“Sore legs no horse.” That may not be completely accurate, but most likely horses with the best legs will be race winners.
“Entire horse health is essential, yet all things considered sound legs are most important for running. I do everything in my power to take care of my horses’ legs,” said Tami Purcell Burklund.
Certainly, few have as much diverse experience with champion running horses. “I started out on rodeo horses, was a jockey for 32 years and am now barrel racing professionally,” Burklund verified.
The winningest professional female Thoroughbred and Quarter Horses race rider changed jockey saddle to become a National Finals Rodeo qualifier. “Whether on the track or around the barrel pattern in the arena, horse leg care is quite similar,” Burklund insisted.
Featured clinician about barrel racing, Burklund provided additional lifetime-experience horse management advice at the EquiFest of Kansas in Topeka.
“I have so much stuff here, but I always want to be competitive, be the winner,” Burklund opened comments. “This is my opinion doing what I think’s best with the products here.
“What works for me doesn’t have to be the same for everybody,” she continued. “Something that is right for one horse can be completely different for another.”
Pointing out that veterinarians are important for horse health, Burklund said, “I want to minimize that as much as possible.”
Certain horses sometimes require special leg treatment at home, but most sound horses get along fine using common sense conditioning.
“I feel my horse’s legs every time before I ride and again when I get done,” Burklund declared. “I mean feeling entirely over all four legs for tenderness, a flinch, ouch, anything that could mean soreness or injury.”
Leg care for running horses sharply intensifies when it comes time to hit the road. “Hauling puts lots of pressure and stress on a horse’s legs.” Burklund emphasized. “There’s so much bouncing and jarring around no matter how well built the trailer is.”
When a long haul is on the agenda, leg care typically begins a week ahead. “I use a ‘Quick Relief’ mud-type product, put it on very thick from the top of the knee to the pastern,” she demonstrated.
“It actually goes on cold, but heat takes effect when wrapped with a newspaper.
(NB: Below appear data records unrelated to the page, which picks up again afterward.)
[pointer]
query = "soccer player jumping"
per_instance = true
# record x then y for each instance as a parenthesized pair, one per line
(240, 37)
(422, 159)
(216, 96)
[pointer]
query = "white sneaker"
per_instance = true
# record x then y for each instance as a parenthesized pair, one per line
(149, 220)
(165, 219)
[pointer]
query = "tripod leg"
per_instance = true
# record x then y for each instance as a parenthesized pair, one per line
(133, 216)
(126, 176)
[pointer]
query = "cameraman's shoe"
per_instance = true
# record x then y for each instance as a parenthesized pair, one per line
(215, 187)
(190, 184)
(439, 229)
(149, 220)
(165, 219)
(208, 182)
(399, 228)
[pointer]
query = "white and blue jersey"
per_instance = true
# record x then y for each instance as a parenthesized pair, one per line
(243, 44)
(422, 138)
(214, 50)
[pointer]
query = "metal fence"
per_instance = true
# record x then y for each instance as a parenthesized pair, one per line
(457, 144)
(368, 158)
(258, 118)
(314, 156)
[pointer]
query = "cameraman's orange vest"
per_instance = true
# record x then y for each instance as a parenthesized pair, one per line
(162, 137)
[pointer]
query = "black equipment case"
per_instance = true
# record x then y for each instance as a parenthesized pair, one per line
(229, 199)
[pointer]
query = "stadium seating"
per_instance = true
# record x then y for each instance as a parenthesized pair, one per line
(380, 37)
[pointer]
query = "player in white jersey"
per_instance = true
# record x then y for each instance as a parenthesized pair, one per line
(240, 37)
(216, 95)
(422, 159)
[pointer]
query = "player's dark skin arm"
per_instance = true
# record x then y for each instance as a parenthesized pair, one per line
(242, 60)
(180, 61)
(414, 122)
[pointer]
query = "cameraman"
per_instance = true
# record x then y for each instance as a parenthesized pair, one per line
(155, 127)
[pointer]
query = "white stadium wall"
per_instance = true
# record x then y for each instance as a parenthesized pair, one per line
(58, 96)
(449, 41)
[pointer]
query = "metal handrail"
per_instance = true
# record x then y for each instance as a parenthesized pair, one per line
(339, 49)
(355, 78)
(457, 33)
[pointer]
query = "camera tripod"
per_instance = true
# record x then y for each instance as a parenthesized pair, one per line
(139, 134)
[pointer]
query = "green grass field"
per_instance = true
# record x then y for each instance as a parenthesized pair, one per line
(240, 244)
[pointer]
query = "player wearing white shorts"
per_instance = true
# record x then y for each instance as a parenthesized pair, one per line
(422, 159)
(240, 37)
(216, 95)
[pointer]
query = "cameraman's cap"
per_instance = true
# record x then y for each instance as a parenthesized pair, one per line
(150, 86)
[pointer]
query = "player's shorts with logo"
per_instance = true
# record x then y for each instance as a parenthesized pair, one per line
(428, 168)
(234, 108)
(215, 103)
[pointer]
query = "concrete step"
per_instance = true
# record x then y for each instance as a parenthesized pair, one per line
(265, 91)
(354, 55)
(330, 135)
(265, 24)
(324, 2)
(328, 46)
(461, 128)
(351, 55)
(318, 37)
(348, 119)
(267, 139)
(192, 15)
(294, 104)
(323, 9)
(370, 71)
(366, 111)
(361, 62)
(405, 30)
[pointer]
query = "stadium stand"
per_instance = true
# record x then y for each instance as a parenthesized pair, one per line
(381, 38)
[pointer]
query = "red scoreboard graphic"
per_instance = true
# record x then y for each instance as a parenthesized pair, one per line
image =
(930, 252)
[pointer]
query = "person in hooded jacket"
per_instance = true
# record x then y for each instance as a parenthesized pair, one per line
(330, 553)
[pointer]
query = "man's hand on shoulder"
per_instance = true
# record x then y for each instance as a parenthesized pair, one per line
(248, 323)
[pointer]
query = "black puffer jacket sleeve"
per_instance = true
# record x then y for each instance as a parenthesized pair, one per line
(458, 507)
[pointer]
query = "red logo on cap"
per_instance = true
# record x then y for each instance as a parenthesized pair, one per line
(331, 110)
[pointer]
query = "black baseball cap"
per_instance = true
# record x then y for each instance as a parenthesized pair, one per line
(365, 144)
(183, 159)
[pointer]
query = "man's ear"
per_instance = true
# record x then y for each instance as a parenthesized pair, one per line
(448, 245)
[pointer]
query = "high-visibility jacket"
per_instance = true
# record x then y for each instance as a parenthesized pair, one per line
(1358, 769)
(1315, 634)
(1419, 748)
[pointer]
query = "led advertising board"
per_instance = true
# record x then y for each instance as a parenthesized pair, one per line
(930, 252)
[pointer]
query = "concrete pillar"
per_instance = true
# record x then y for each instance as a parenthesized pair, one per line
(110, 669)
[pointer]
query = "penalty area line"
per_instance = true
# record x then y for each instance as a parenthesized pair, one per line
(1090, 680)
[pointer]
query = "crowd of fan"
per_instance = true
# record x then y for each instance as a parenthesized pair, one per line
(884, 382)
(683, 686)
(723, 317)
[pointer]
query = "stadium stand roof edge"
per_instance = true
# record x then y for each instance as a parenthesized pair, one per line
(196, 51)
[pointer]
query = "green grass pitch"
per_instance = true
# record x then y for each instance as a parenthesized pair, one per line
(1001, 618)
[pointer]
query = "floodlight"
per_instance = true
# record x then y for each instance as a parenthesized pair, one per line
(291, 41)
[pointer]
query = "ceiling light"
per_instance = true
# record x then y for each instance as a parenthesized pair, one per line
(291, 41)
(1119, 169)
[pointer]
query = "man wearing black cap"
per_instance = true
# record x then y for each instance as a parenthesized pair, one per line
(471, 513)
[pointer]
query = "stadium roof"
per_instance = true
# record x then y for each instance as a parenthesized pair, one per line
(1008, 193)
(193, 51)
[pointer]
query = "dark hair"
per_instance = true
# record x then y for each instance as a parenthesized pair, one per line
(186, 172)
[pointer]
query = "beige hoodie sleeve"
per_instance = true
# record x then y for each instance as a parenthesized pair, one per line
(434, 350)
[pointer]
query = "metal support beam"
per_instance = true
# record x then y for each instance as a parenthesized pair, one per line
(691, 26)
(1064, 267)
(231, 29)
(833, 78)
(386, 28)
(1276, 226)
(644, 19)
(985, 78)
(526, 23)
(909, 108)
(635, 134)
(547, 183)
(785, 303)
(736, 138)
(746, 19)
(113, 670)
Then I put a softened standing bandage around the covered leg,” Burklund described.
Heat and cold do work closely together intermittently creating a drawing effect tightening tendons to prevent injury. “Keep the legs cool, then they become hot at race time, and require cooling after the run,” the racer related.
It’s essential to unload the horse every four to five hours during long hauls. “They don’t need a long rest, just walk the horse around some, make sure its breathing okay,” Burklund advised.
Work picks up upon arrival at the arena. “I’m often the first one at a rodeo and the last one to leave,” the jockey-cowgirl said. “It takes a lot of time to get my horse ready to run and then ready to travel again.”
Upon arrival, hauling protection is removed and legs are hosed down completely cleaning off every bit of the mud product. “Water is a miracle drug of sorts in itself for horse leg health,” Burklund commented. “Spraying legs daily with water can aid conditioning, tightening tendons, reducing inflammation, resolving sore spots before becoming an injury.”
Boots generally are put on all four legs of the horse at race time. “I want to protect the legs in every way I can. There are so many possible injuries that a horse can get from running and turning so fast,” she said.
There are certain horses that resist wearing boots, maybe just on two legs, possibly all four. “Every horse is different, and sometimes you have to change your plan,” Burklund recognized. “You never want your horse hurt, but he sure isn’t any good either if he won’t run.
“If a horse won’t allow boots to be put on or run with them, more caution and care are needed. Make sure your horse hasn’t injured himself or becomes sore after running,” she continued.
Win, place or lose, the running horse needs attention as soon as the race ends. “The horse is hot, his legs are hot,” the rider acknowledged. “Walk and cool your horse down, get him relaxed and calm again as possible.”
He can be cooled down over the entire body with water. Legs must be hosed down thoroughly for an extended time. “Get the heat out of the legs, cool the legs down.
“Then let your horse relax, feel every leg carefully from top to bottom for soreness, swelling, possible injury,” Burklund recommended. “If there’s the slightest question, do it again, and make sure the horse is sound.”
Ice pack bandages are placed on the horse’s legs for continued cooling at the rodeo or back in the trailer.
“Your horse’s legs must feel good to win any race you’re in,” the champion racer concluded.